# How do you think Chapter 16 functions in Paul's epistle to the Romans?



## tellville (Apr 6, 2008)

Another Romans question: How do you think Chapter 16 functions in Paul's epistle to the Romans?


----------



## Pergamum (Apr 6, 2008)

It is his salutations. It shows us how personal Paul was, he had a LARGE network of friends and co-workers. It also shows us the makeup of the early church, men, women, servants in Ceasar's household, etc...


----------



## dannyhyde (Apr 6, 2008)

My sermon manuscript on Romans 16, "In Living Color," is online at Westminster Seminary California here.


----------



## VirginiaHuguenot (Apr 6, 2008)

John Evans has this to say in Matthew Henry's Commentary:



> Paul is now concluding this long and excellent epistle, and he does it with a great deal of affection. As in the main body of the epistle he appears to have been a very knowing man, so in these appurtenances of it he appears to have been a very loving man. So much knowledge and so much love are a very rare, but (where they exist) a very excellent and amiable—composition; for what is heaven but knowledge and love made perfect? It is observable how often Paul speaks as if he were concluding, and yet takes fresh hold again. One would have thought that solemn benediction which closed the foregoing chapter should have ended the epistle; and yet here he begins again, and in this chapter he repeats the blessing (ver. 20), "The grace of our Lord Jesus Christ be with you, Amen." And yet he has something more to say; nay, again he repeats the blessing (ver. 24), and yet has not done; an expression of his tender love. These repeated benedictions, which stand for valedictions, speak Paul loth to part. Now, in this closing chapter, we may observe, I. His recommendation of one friend to the Roman Christians, and his particular salutation of several among them, ver. 1-16. II. A caution to take heed of those who caused divisions, ver. 17-20. III. Salutations added from some who were with Paul, ver. 21-24. IV. He concludes with a solemn celebration of the glory of God, ver. 25-27.


----------



## Poimen (Apr 6, 2008)

Tangible evidence of Paul's opening greeting: 

Romans 1:7-8 "To all who are in Rome, beloved of God, called to be saints: Grace to you and peace from God our Father and the Lord Jesus Christ. First, I thank my God through Jesus Christ for you all, that your faith is spoken of throughout the whole world."


----------



## Gage Browning (Apr 6, 2008)

Chapters 1‐11 focus on the great doctrine of justification and that chapters 12‐15 focus on how Christians ought to live in light of having been justified.

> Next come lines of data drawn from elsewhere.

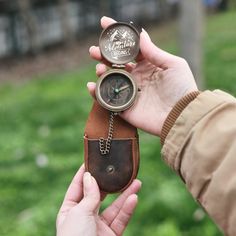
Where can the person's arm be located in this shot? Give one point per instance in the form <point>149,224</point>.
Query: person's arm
<point>201,148</point>
<point>199,141</point>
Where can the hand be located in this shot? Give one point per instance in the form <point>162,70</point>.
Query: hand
<point>79,215</point>
<point>162,77</point>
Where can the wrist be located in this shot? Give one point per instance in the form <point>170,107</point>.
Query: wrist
<point>175,113</point>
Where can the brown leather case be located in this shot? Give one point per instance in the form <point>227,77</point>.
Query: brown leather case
<point>115,171</point>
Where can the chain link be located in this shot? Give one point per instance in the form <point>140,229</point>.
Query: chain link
<point>105,145</point>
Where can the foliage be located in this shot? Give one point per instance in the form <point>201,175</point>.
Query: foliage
<point>41,143</point>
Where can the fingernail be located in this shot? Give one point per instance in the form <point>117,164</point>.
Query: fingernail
<point>145,33</point>
<point>87,179</point>
<point>91,48</point>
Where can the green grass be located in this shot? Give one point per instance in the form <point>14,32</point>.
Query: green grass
<point>43,120</point>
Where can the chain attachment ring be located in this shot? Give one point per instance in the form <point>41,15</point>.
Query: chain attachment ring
<point>105,145</point>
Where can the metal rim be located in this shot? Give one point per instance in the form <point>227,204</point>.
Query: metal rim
<point>114,25</point>
<point>118,108</point>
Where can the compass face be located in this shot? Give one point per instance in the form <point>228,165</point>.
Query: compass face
<point>116,91</point>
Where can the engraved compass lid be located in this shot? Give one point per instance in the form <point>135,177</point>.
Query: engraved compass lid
<point>119,43</point>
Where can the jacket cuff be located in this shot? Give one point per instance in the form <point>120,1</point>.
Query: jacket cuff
<point>175,112</point>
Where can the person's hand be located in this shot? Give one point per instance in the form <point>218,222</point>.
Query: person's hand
<point>79,213</point>
<point>162,77</point>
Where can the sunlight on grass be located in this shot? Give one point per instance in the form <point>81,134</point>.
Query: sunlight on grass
<point>41,142</point>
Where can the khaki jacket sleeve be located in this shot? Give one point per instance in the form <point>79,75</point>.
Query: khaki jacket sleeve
<point>201,148</point>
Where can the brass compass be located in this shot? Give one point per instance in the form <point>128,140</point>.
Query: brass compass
<point>116,90</point>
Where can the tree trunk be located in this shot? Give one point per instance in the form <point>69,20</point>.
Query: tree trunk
<point>191,36</point>
<point>68,35</point>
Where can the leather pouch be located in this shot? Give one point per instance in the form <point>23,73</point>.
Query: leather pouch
<point>114,171</point>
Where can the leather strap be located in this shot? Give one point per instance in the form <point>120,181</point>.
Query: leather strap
<point>98,123</point>
<point>116,170</point>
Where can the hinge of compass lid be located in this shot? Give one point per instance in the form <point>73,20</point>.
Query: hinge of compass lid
<point>118,66</point>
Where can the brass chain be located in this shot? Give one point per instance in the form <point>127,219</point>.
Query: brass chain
<point>105,145</point>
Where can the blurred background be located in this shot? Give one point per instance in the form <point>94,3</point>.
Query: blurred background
<point>44,104</point>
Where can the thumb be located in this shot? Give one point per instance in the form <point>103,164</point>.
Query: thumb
<point>91,199</point>
<point>153,54</point>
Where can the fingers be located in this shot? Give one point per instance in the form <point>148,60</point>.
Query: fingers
<point>154,54</point>
<point>120,222</point>
<point>91,200</point>
<point>75,191</point>
<point>91,88</point>
<point>113,210</point>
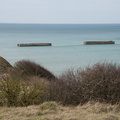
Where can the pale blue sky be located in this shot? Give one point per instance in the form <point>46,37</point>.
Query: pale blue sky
<point>60,11</point>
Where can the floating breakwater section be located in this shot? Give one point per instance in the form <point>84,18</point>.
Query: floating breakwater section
<point>33,44</point>
<point>98,42</point>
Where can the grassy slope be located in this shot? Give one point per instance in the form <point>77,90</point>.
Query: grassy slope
<point>54,111</point>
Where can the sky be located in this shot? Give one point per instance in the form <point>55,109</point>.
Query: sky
<point>60,11</point>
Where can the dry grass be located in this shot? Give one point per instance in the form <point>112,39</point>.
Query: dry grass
<point>55,111</point>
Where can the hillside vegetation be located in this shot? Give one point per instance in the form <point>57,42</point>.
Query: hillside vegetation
<point>28,83</point>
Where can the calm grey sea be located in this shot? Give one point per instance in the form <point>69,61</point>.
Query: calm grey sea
<point>67,48</point>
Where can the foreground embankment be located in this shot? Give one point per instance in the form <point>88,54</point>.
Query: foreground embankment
<point>55,111</point>
<point>26,89</point>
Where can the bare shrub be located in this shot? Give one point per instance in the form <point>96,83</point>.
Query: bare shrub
<point>100,83</point>
<point>17,92</point>
<point>66,89</point>
<point>31,68</point>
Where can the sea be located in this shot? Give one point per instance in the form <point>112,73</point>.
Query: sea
<point>67,51</point>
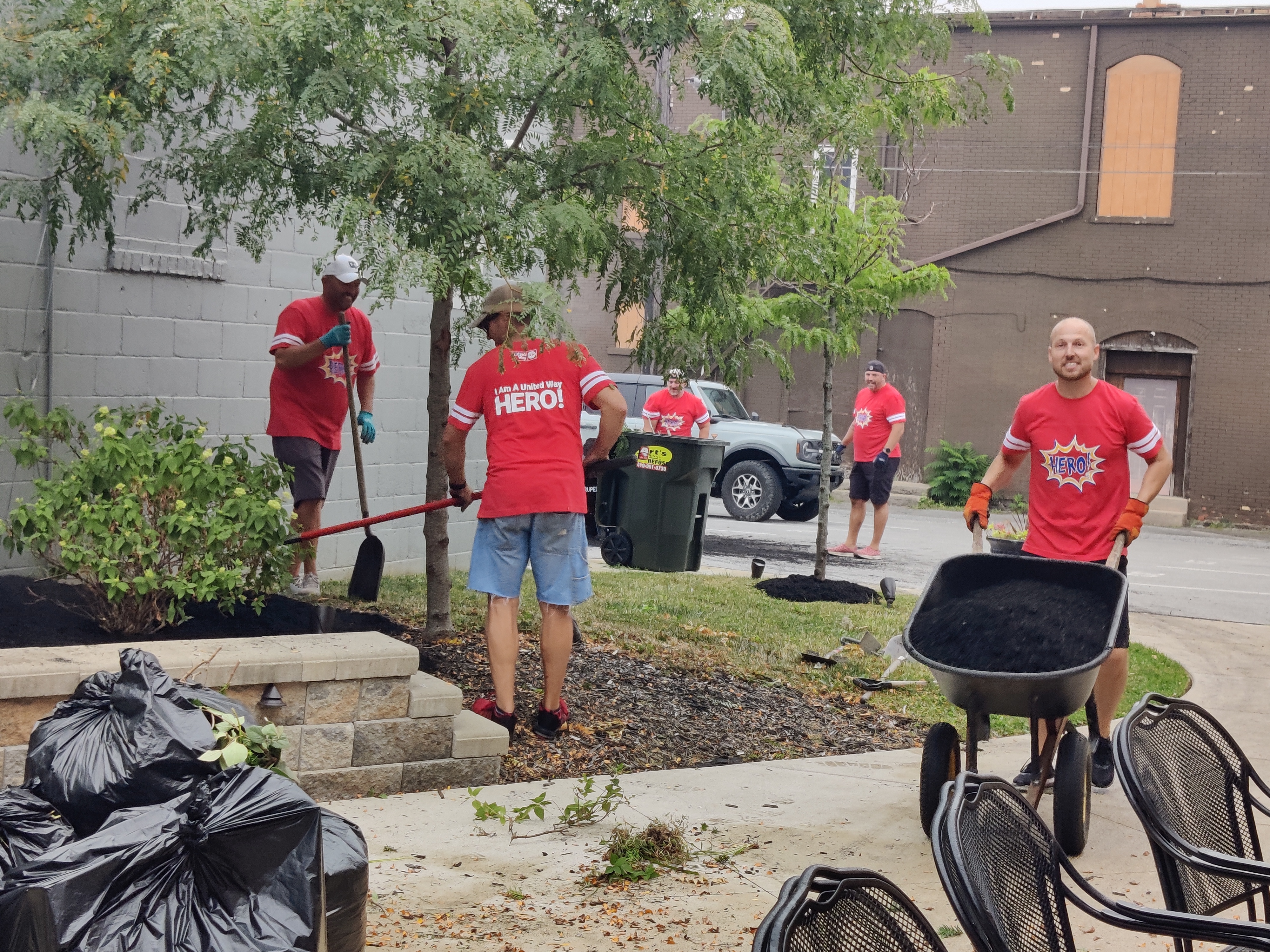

In chapter 16 there is a Commendation, 22 Greetings, A Warning, A Few Greetings from Others and A Benediction…that could seem like just a regular kind of wrap up. But for Paul to mention all those folks by name, and he hadn't been to Rome yet seems remarkably personal. His theology was deeply personal and for him to take time to speak to individuals means he was deeply invested in their lives, although he hadn't been to Rome yet.

So it seems to me in Chapter 16 that Paul is saying, "If you’re hiding out there I urge you as strongly as I can, “Come on in and help us. Get to know us…let us get to know you. The Body of Christ is a wonderful thing.”

A personal encouragment in my opinion.


----------



## tellville (Apr 7, 2008)

Thanks for the replies. Any one willing to elaborate?


----------